Caffeine causes cell cycle arrest at G0/G1 and increases of ubiquitinated proteins, ATP and mitochondrial membrane potential in renal cells

Caffeine is a well-known purine alkaloid commonly found in coffee. Several lines of previous and recent evidence have shown that habitual coffee drinking is associated with lower risks for chronic kidney disease (CKD) and nephrolithiasis. However, cellular and molecular mechanisms underlying its renoprotective effects remain largely unknown due to a lack of knowledge on cellular adaptive response to caffeine. This study investigated cellular adaptive response of renal tubular cells to caffeine at the protein level. Cellular proteome of MDCK cells treated with caffeine at a physiologic concentration (100 μM) for 24 h was analyzed comparing with that of untreated cells by label-free quantitative proteomics. From a total of 936 proteins identified, comparative analysis revealed significant changes in levels of 148 proteins induced by caffeine. These significantly altered proteins were involved mainly in proteasome, ribosome, tricarboxylic acid (TCA) (or Krebs) cycle, DNA replication, spliceosome, biosynthesis of amino acid, carbon metabolism, nucleocytoplasmic transport, cell cycle, cytoplasmic translation, translation initiation, and mRNA metabolic process. Functional validation by various assays confirmed that caffeine decreased cell population at G2/M, increased cell population at G0/G1, increased level of ubiquitinated proteins, increased intracellular ATP and enhanced mitochondrial membrane potential in MDCK cells. These data may help unravelling molecular mechanisms underlying the biological effects of caffeine on renal tubular cells at cellular and protein levels.

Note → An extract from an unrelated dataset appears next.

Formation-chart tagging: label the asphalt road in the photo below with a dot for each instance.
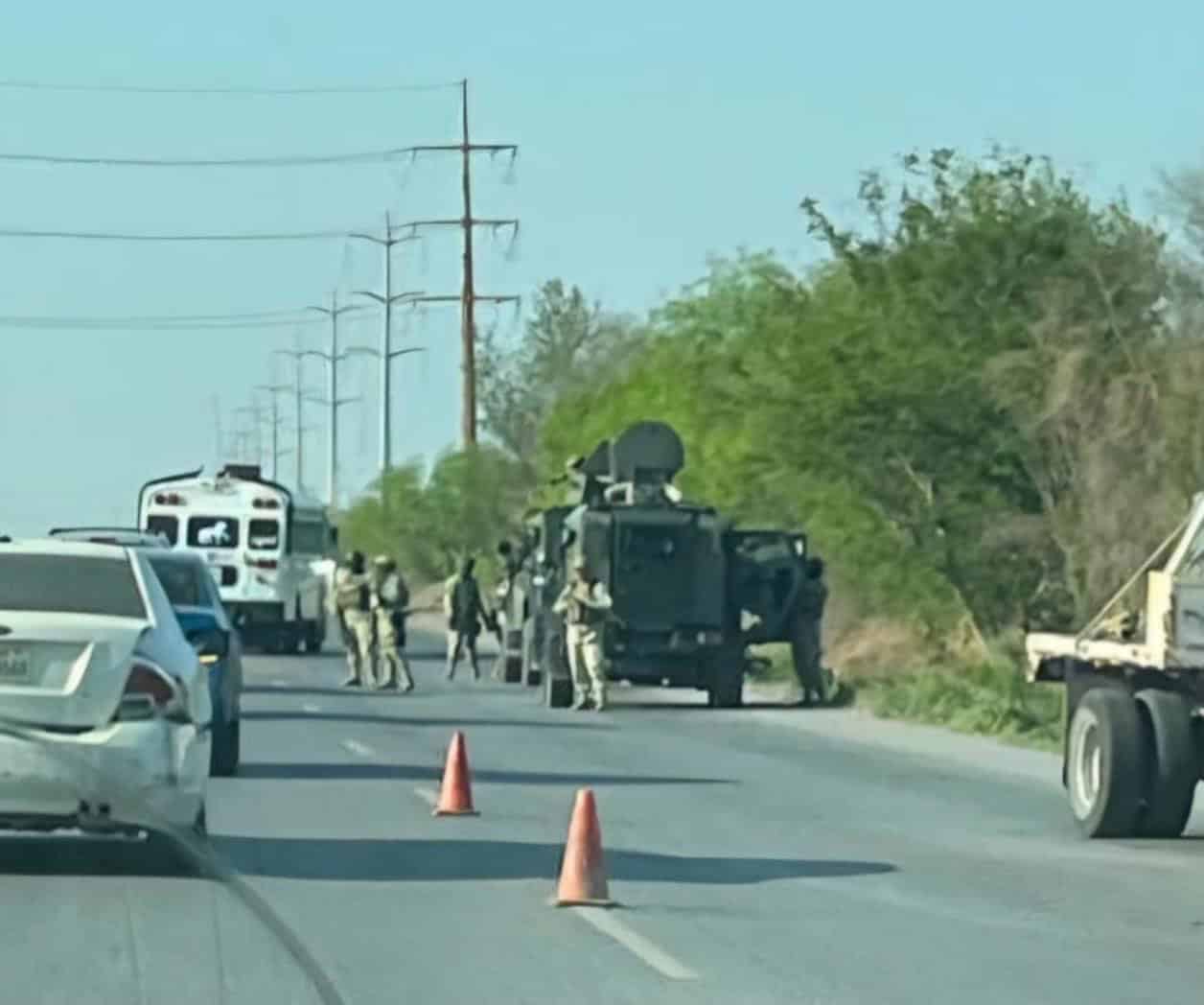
(761, 855)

咖啡因是一种公认的嘌呤生物碱，广泛存在于咖啡中。多项既往及近期研究证据表明，习惯性饮用咖啡与慢性肾脏病（CKD）和肾结石病的发病风险降低相关。但由于对咖啡因诱导的细胞适应性应答机制认知不足，其肾保护作用的细胞与分子基础仍不甚明确。本研究从蛋白质组层面探究了肾小管细胞对咖啡因的适应性应答反应：采用无标记定量蛋白质组学（label-free quantitative proteomics）技术，对经生理浓度（100 μM）咖啡因处理24小时的MDCK细胞与未处理对照组细胞的细胞蛋白质组进行了对比分析。在总共鉴定出的936种蛋白质中，对比分析显示咖啡因处理后有148种蛋白质的表达水平发生了显著变化。这些差异表达蛋白质主要富集于蛋白酶体、核糖体、三羧酸（TCA）循环（或称Krebs循环）、DNA复制、剪接体、氨基酸生物合成、碳代谢、核质运输、细胞周期、胞质翻译、翻译起始以及mRNA代谢过程等通路。通过多种实验手段开展的功能验证证实，咖啡因可使MDCK细胞的G2/M期细胞群占比降低，G0/G1期细胞群占比升高；同时可提升细胞内泛素化蛋白质水平、增加细胞内ATP含量并增强线粒体膜电位。本研究数据有助于从细胞及蛋白质组层面阐明咖啡因对肾小管细胞产生生物学效应的分子机制。